As fast as he can, he swaddles his face with the scarf he’d been sitting on, rummages in his pockets, curses because he just used up all his cash at the fruit market that morning after evicting Irene, and mumbles, already stepping onto the sidewalk, “I’ll—I’ll Paypal you! Sorry!”


	3. firm about boundaries

**Summary for the Chapter:**

> “Or text me,” Axel calls after him. “Uh, text me whenever.”  
*  
These two beautiful fools have made 2019 quite a mad year for me. I guess I owe them a debt of gratitude for the surge in creativity (and the wasted work hours).

**Notes for the Chapter:**

> Happy New Year, y'all, and may it be filled with growth and unapologetic pleasures. And also, bon anniversaire to our favorite paninihead.

***

Twenty-two minutes after leaving J.F. at the café, he finds himself panting, sweating under his scarf, at Axel’s new door. Someone going inside held the building door open for him so he hasn’t had even the chance to warm up with a “hey, it’s me” at Axel’s disembodied voice through the callbox. 

He knocks and immediately regrets it; not just the knock, but the having half-jogged onto the metro and half-jogged out of it, the being hatless and gloveless and with his hair completely fucked up by the rain and the bitter wind at this random hour when they’d be seeing each other in less than thirty hours on set out in the 20ème anyway, the showing up like this without texting or calling ahead. He regrets the beer and tobacco heavy on his breath, he regrets not sleeping properly, he regrets bringing Irene home, he regrets the Lavomatic and Le Max and those couple shots of shitty mezcal somewhere in there; all of it, and most of all what he said into that fucking microphone on that fucking stage on fucking national radio.
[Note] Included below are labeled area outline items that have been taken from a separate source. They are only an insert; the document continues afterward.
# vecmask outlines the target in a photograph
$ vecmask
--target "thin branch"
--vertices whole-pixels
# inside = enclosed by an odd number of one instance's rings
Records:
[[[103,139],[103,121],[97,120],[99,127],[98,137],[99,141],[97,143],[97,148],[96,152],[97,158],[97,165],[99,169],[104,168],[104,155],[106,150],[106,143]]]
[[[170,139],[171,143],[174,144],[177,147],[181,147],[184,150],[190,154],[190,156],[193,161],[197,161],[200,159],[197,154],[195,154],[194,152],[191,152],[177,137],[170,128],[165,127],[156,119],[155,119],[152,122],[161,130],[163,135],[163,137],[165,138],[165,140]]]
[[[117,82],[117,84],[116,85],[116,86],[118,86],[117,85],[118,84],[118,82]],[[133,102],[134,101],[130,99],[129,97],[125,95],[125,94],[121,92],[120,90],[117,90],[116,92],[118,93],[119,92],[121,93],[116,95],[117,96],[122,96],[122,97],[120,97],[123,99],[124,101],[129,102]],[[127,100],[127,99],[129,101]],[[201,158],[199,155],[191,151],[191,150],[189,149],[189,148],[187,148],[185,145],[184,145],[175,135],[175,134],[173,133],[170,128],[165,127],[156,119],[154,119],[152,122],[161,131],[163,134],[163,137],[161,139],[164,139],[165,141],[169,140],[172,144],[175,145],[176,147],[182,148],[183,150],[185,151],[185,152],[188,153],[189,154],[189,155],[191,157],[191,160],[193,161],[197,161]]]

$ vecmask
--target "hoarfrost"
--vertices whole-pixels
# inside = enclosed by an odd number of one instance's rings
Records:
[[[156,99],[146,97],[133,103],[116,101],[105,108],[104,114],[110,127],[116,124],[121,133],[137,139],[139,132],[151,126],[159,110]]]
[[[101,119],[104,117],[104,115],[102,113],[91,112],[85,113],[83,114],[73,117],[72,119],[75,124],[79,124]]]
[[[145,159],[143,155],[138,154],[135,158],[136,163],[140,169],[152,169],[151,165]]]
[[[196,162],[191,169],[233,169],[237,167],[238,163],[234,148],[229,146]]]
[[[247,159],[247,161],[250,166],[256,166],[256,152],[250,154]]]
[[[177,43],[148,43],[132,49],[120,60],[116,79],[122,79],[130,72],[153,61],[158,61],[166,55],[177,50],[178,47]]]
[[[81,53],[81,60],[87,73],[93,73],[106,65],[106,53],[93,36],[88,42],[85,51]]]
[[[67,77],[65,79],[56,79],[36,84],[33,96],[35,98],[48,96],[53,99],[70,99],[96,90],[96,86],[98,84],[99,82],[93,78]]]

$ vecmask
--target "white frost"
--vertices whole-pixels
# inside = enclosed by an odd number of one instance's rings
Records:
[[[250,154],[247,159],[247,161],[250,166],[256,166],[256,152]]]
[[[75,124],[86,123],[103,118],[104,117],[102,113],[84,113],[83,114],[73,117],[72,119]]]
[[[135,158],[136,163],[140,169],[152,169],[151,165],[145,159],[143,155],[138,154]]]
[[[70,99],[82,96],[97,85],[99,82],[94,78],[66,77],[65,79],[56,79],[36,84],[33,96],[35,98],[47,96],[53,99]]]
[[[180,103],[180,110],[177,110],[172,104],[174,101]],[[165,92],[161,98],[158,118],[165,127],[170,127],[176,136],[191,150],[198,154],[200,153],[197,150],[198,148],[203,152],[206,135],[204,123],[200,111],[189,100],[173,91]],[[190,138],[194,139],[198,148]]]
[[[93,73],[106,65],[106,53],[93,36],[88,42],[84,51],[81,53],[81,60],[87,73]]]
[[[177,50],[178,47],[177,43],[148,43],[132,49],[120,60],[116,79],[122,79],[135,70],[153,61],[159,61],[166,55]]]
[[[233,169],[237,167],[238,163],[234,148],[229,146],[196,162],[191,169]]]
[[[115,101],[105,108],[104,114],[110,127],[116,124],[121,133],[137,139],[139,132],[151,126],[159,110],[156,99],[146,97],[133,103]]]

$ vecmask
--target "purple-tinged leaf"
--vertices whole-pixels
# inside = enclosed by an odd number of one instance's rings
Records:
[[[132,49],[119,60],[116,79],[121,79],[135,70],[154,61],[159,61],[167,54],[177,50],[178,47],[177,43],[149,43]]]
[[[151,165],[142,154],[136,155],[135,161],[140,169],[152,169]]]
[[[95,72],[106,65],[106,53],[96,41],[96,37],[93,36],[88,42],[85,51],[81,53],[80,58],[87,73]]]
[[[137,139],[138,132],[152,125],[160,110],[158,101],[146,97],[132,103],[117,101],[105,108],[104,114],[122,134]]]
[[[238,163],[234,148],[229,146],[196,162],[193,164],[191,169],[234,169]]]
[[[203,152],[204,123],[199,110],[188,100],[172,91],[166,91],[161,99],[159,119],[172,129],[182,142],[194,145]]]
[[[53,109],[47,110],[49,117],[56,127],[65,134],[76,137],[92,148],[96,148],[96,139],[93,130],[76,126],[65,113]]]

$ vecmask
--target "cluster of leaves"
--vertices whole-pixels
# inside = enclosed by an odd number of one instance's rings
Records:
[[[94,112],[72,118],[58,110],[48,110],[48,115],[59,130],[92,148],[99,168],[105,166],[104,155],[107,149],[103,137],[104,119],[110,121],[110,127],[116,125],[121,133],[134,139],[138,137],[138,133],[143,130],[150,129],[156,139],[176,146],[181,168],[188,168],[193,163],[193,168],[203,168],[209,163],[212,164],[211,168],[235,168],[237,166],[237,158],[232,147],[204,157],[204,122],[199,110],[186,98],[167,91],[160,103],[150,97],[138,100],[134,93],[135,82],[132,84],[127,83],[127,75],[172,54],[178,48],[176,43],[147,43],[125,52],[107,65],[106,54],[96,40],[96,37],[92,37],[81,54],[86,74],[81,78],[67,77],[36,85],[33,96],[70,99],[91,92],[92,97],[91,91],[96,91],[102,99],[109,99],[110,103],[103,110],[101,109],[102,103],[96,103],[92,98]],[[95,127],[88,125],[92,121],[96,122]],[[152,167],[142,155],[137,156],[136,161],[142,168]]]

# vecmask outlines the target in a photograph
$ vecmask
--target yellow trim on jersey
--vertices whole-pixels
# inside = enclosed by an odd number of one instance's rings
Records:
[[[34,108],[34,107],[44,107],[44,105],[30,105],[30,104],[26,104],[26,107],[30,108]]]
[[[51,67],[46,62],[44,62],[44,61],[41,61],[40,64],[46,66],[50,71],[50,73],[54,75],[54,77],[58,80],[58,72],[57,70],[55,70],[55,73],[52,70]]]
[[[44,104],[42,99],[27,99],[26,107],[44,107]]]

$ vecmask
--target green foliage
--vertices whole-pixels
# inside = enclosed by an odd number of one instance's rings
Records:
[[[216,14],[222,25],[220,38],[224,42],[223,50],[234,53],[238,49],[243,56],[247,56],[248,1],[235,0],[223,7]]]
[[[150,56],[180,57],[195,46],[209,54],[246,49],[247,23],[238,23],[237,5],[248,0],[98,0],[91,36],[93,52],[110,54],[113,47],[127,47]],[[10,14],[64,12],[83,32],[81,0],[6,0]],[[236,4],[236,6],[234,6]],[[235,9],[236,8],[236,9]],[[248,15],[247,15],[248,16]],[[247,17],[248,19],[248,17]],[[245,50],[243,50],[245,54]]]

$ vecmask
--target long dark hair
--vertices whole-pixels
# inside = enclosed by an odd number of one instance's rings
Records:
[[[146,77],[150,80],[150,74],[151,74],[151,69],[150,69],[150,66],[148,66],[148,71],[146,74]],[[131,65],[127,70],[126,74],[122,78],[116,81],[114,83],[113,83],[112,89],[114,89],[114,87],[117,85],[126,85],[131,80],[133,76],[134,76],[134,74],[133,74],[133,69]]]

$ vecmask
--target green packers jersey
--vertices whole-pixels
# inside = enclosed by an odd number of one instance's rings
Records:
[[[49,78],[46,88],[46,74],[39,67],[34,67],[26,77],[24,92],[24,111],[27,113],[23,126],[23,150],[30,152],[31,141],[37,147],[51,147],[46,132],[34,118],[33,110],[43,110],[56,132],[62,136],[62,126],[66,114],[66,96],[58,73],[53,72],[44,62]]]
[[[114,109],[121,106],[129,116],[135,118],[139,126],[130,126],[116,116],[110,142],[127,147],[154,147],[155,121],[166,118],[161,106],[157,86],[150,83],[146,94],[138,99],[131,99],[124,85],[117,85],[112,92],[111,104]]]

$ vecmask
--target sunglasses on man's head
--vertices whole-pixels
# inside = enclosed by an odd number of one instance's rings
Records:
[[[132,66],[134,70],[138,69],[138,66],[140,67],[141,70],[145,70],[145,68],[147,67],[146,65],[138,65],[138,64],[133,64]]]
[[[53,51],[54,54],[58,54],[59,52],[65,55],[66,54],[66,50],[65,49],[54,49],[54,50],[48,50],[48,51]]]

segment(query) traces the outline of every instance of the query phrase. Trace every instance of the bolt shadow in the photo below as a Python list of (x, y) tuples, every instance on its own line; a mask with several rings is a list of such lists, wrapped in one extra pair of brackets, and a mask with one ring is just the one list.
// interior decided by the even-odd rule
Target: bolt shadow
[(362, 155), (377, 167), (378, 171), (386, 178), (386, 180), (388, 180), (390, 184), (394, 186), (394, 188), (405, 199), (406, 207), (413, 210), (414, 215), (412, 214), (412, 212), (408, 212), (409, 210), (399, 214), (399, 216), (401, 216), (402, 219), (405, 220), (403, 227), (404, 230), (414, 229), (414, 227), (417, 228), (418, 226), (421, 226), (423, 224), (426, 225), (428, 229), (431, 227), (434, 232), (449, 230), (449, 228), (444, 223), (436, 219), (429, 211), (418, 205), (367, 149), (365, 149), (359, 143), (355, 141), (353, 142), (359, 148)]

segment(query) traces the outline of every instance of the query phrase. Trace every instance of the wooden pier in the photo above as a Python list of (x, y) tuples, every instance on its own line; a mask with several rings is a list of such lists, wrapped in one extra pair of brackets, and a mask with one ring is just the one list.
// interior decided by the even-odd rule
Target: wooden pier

Axel is slow to the door. When he opens it, his hair is down and his eyes are huge and his mouth is slightly slack and his cheeks are as pink as Maxence feels his own to be and  _ fuck, shit _ ,  _ fuck,  _ Maxence thinks as those fucking  _ beacons  _ of blue start dragging him forward, and in, and down like tractor beams,  _ he really is just disgustingly adorable when you just let yourself see it _ . “Axel, sorry, I didn’t mean to say it like that, I mean, did you—are you—”

“Oh. Maxe?” Axel sounds a little husky; he clears his throat, repeats with greater urgency, “Maxence? Hey? What’s going on?”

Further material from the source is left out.